Hasta hace pocos años, aquello que se llamaba «núcleo familiar» era una institución casi incuestionable. En cualquier realidad social del planeta, esa unión invisible formada por la descendencia de una misma célula procreadora era tenida como fundamento relacional, garantía educativa y certificaba la seguridad de sus miembros. Las historias de las religiones ofrecen, casi de forma unánime, una defensa de los valores que emanan de esa institución. El cristianismo, a través del modelo de la Sagrada Familia de Nazaret, santifica a la familia y deposita, además de los valores indicados, la semilla de la transmisión de la fe, la acogida de todos sus miembros y un modelo que sirve para el resto de constructos sociales. Se convierte así en una unidad de vida y de amor, fundamentada en una madre y un padre que velan, aman y educan a sus hijos. Pero esta situación ha ido variando en los últimos decenios. La renuncia a los rasgos básicos de relación, educación y seguridad, y la aparición de nuevos modelos de «núcleo familiar», ha hecho surgir una especie de lucha ideológica para definir el concepto «familia» y, más aún, se ha llegado a plantear si este concepto tiene ahora razón de ser. Y no sólo se ha cuestionado su valor, composición y rol, sino que, poniéndola en duda, se le ha atacado de forma cada vez más beligerante. Así, al abrigo de la presunta necesidad de mejorar la vida familiar, se atacan las raíces familiares y se impone la mentalidad de ver en la familia «tradicional» la fuente de todos los males. Esgrimiendo la existencia de familias desestructuradas, se culpa a la institución y no se tiene en cuenta la responsabilidad individual, el componente social, la dimisión educativa ni las políticas que aniquilan la institución.

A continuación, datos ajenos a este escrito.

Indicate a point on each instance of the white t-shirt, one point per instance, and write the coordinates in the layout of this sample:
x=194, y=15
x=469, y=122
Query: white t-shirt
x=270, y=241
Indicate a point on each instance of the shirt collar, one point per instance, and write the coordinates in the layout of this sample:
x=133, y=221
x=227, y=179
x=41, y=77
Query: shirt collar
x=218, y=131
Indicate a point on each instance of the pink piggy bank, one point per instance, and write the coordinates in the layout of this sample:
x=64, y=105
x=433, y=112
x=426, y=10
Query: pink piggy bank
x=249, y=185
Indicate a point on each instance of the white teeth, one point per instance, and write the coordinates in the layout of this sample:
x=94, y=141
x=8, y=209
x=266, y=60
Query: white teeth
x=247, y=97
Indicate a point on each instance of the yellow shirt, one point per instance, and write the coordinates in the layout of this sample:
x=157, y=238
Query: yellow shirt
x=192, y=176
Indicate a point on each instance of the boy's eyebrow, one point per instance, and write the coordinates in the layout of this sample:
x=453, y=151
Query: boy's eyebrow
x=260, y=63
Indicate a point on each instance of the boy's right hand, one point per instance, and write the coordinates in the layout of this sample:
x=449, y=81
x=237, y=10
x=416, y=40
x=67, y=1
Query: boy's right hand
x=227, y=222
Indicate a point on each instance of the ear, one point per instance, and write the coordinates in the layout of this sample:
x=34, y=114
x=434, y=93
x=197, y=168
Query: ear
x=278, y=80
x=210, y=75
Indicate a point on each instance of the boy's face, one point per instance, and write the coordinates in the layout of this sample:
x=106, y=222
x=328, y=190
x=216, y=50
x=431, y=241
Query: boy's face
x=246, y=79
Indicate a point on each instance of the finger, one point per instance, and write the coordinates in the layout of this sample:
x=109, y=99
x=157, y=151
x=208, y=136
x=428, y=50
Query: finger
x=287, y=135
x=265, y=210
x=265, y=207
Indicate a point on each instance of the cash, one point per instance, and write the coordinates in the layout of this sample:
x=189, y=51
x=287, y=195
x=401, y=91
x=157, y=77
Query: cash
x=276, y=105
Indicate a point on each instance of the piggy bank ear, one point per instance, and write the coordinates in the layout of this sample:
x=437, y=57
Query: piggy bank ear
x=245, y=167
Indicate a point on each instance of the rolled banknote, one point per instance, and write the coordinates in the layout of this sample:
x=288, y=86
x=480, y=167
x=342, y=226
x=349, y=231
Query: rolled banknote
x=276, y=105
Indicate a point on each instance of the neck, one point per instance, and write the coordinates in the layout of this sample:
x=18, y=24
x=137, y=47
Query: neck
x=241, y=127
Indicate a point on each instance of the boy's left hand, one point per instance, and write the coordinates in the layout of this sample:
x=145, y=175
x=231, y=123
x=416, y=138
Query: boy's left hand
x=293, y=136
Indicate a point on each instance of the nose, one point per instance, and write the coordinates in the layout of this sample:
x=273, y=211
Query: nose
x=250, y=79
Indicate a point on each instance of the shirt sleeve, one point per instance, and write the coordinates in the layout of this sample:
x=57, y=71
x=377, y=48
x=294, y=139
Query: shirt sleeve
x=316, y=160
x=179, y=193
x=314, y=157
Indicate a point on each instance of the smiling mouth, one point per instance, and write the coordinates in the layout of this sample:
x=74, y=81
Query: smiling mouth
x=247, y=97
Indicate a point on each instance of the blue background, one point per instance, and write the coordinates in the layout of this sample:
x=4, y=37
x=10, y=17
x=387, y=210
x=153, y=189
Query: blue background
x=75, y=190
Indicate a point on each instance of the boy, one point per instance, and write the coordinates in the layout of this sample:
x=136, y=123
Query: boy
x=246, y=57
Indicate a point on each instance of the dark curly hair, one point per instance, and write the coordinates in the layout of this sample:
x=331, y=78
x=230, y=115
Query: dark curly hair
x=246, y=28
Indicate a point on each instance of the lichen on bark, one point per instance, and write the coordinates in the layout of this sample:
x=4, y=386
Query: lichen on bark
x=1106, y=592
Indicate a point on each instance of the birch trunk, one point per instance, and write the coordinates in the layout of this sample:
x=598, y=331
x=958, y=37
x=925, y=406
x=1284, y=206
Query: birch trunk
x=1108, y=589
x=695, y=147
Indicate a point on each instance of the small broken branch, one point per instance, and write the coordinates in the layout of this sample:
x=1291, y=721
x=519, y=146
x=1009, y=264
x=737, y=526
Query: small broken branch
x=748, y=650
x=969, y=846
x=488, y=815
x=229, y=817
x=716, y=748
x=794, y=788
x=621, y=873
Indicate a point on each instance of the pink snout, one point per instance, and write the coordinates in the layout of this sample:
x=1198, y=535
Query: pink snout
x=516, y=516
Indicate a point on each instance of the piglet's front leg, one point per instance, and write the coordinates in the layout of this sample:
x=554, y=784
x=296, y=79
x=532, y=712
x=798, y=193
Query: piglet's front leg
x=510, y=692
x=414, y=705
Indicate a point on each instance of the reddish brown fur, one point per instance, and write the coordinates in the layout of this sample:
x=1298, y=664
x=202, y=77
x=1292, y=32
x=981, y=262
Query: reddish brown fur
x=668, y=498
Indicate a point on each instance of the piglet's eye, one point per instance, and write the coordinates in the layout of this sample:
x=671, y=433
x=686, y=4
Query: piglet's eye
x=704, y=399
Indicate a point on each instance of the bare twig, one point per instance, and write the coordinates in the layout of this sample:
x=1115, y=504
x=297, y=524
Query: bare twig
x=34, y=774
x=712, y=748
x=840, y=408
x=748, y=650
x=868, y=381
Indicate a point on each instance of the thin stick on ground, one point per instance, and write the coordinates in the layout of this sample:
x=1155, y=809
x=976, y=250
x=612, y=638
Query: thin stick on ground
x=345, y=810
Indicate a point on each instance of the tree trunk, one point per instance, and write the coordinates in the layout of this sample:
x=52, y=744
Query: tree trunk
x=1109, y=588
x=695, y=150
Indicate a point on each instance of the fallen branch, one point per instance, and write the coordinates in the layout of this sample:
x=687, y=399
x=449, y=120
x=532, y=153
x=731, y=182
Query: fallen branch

¿No es un sinsentido cargar sobre las incomprensiones familiares la presencia de la drogadicción, o que si dos personas se casaron frívolamente sin coraje para aceptar a su pareja y acaban fracasando, la culpa es de la naturaleza misma del matrimonio o, aún, que si un chico o una chica se sienten incomprendidos, la sociedad ofrezca como receta la búsqueda de la independencia de los padres? ¿Que hay matrimonios que fracasan? Pues resolvamos el problema, aunque pongamos en riesgo la estabilidad de quienes se mantienen firmes. ¿Que la sociedad debería prestar una mayor comprensión y ayuda a las mujeres que la pobreza o precariedad empuja a abortar? Pues declaremos el aborto un derecho. ¿Que los padres confunden el respeto con el autoritarismo o el abuso de poder? Pues echemos por la borda el respeto, la obediencia y el espíritu de sacrificio y desconfiemos del amor.

Con este panorama, debemos plantearnos: ¿Creemos en la familia? En la defensa de la familia nos jugamos más que nuestra fe cristiana, nos jugamos la supervivencia de la civilización humana. No hace muchos años, oí decir del obispo de Regensburg esta afirmación: «Cuando la familia se haya caído, ustedes podrán ir cerrando sus iglesias». Una afirmación, ciertamente desgarradora y cierta. Pero yo aún añadiría: «Cuando la familia se haya caído, ustedes pueden ir cerrando el mundo».